Boeing insists it would quickly pivot and hunt for alternative locations for its crucial new airplane model, even as it prepares to launch the jet program at the Dubai Air Show just a week away.
Some Machinists assume Boeing is bluffing and would rework its contract proposal. If not, that would be a devastating blow for the union and for the state, spelling an end early in the next decade for 777 production that employs some 20,000 people at the Everett widebody plant.
The Auburn Machinist who plans to vote yes said Boeing’s proposal for an 8-year contract with significant cuts in pensions, benefits and future pay increases is “eviscerating” both the current benefits package and the union.

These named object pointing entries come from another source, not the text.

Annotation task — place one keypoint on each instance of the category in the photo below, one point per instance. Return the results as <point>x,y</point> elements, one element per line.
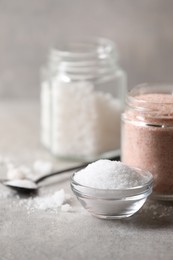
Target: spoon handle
<point>78,167</point>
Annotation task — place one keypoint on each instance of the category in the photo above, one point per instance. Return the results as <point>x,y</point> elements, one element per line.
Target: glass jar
<point>147,135</point>
<point>82,97</point>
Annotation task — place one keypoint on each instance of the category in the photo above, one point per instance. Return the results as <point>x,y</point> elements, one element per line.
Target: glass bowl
<point>113,203</point>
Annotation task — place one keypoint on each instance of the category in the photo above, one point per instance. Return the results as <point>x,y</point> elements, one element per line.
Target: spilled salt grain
<point>42,167</point>
<point>53,202</point>
<point>106,174</point>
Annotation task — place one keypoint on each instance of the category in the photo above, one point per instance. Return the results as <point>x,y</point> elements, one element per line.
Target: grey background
<point>142,31</point>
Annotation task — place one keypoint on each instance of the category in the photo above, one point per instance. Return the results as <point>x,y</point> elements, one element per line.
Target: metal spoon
<point>27,185</point>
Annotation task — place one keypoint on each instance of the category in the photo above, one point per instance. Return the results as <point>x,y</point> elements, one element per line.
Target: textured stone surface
<point>141,29</point>
<point>42,235</point>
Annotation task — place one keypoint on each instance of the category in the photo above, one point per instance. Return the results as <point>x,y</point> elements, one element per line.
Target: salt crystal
<point>106,174</point>
<point>20,172</point>
<point>96,128</point>
<point>42,167</point>
<point>55,202</point>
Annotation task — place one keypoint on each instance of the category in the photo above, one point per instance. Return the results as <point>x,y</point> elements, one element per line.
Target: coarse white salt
<point>106,174</point>
<point>42,166</point>
<point>93,118</point>
<point>53,202</point>
<point>18,172</point>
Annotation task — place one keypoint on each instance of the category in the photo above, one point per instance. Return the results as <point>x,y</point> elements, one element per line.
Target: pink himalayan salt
<point>147,147</point>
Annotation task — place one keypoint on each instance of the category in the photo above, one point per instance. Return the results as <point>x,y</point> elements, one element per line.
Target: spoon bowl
<point>28,185</point>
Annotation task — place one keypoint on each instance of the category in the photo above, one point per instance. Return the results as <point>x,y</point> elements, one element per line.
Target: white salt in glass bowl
<point>113,203</point>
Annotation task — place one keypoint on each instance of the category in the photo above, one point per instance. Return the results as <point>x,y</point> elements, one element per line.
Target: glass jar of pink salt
<point>147,135</point>
<point>82,98</point>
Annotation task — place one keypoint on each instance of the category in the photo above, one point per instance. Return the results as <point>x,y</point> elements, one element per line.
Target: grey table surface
<point>41,234</point>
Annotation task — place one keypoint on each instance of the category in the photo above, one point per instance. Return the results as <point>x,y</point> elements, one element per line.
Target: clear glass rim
<point>135,189</point>
<point>88,46</point>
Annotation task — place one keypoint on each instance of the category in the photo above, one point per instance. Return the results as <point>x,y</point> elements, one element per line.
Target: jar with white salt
<point>147,135</point>
<point>82,98</point>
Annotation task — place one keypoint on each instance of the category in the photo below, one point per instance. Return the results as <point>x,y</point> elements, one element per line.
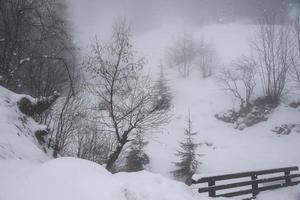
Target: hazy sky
<point>91,17</point>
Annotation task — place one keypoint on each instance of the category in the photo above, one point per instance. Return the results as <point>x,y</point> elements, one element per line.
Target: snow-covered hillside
<point>27,173</point>
<point>17,139</point>
<point>76,179</point>
<point>225,149</point>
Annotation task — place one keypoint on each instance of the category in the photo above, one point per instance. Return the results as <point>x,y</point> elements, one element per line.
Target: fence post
<point>254,185</point>
<point>287,179</point>
<point>212,192</point>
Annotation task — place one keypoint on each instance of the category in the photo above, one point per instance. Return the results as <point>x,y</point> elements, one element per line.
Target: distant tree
<point>295,70</point>
<point>137,158</point>
<point>36,49</point>
<point>188,163</point>
<point>273,53</point>
<point>182,54</point>
<point>240,80</point>
<point>207,59</point>
<point>163,95</point>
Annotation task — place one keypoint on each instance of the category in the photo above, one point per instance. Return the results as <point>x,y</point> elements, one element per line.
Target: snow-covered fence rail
<point>273,180</point>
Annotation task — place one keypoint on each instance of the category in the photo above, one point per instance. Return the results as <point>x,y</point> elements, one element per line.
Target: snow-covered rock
<point>17,139</point>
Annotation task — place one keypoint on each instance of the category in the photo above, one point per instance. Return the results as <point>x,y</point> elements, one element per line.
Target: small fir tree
<point>163,96</point>
<point>188,163</point>
<point>137,158</point>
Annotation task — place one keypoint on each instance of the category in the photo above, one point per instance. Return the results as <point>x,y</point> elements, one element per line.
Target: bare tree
<point>240,81</point>
<point>295,70</point>
<point>273,50</point>
<point>125,94</point>
<point>182,54</point>
<point>35,47</point>
<point>206,58</point>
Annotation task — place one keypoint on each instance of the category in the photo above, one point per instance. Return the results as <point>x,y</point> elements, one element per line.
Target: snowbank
<point>17,140</point>
<point>77,179</point>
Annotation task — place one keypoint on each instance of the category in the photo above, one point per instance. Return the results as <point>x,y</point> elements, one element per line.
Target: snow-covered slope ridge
<point>17,139</point>
<point>77,179</point>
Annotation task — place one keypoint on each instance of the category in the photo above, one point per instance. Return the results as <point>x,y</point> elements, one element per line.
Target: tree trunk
<point>113,157</point>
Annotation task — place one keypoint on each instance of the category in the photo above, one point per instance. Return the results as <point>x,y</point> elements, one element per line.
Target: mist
<point>96,17</point>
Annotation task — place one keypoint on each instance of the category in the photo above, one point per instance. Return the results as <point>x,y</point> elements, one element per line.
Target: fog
<point>96,17</point>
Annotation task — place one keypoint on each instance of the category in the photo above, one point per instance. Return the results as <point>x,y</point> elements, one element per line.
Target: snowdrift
<point>17,139</point>
<point>77,179</point>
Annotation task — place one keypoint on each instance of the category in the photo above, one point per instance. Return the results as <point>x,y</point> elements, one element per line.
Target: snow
<point>16,139</point>
<point>77,179</point>
<point>25,172</point>
<point>24,60</point>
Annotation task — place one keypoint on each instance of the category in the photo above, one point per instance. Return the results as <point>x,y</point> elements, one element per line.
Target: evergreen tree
<point>163,96</point>
<point>137,158</point>
<point>188,163</point>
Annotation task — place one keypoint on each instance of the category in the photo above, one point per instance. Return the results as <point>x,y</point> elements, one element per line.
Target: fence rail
<point>287,178</point>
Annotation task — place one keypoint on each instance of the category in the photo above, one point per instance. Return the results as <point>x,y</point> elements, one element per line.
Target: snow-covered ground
<point>228,149</point>
<point>24,174</point>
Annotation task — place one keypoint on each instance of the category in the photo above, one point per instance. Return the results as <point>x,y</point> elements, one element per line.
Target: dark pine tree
<point>137,158</point>
<point>188,163</point>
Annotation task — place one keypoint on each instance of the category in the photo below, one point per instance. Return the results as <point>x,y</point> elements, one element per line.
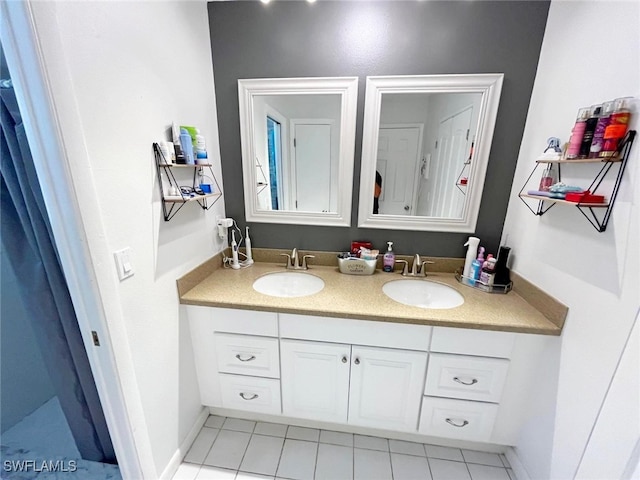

“But you have to do a cost-benefit analysis,” he said. “It’s unrealistic to believe the benefits package … is sustainable. We’d rather have the jobs.”
The average gross pay for Boeing Machinists last year was about $85,000.
contract extension offered by the company provides raises of only 1 percent every other year, on top of a cost-of-living adjustment to keep pace with inflation.
The major issue for many Machinists is that Boeing would end contributions to the traditional pension, replacing that with a defined-contribution retirement savings plan.
Another thorny issue is that the current wage structure — in which employees zoom to the top of the pay scale at the end of their sixth year — would be replaced for new hires by a plodding progression that means they wouldn’t reach the maximum pay for 16 years or longer.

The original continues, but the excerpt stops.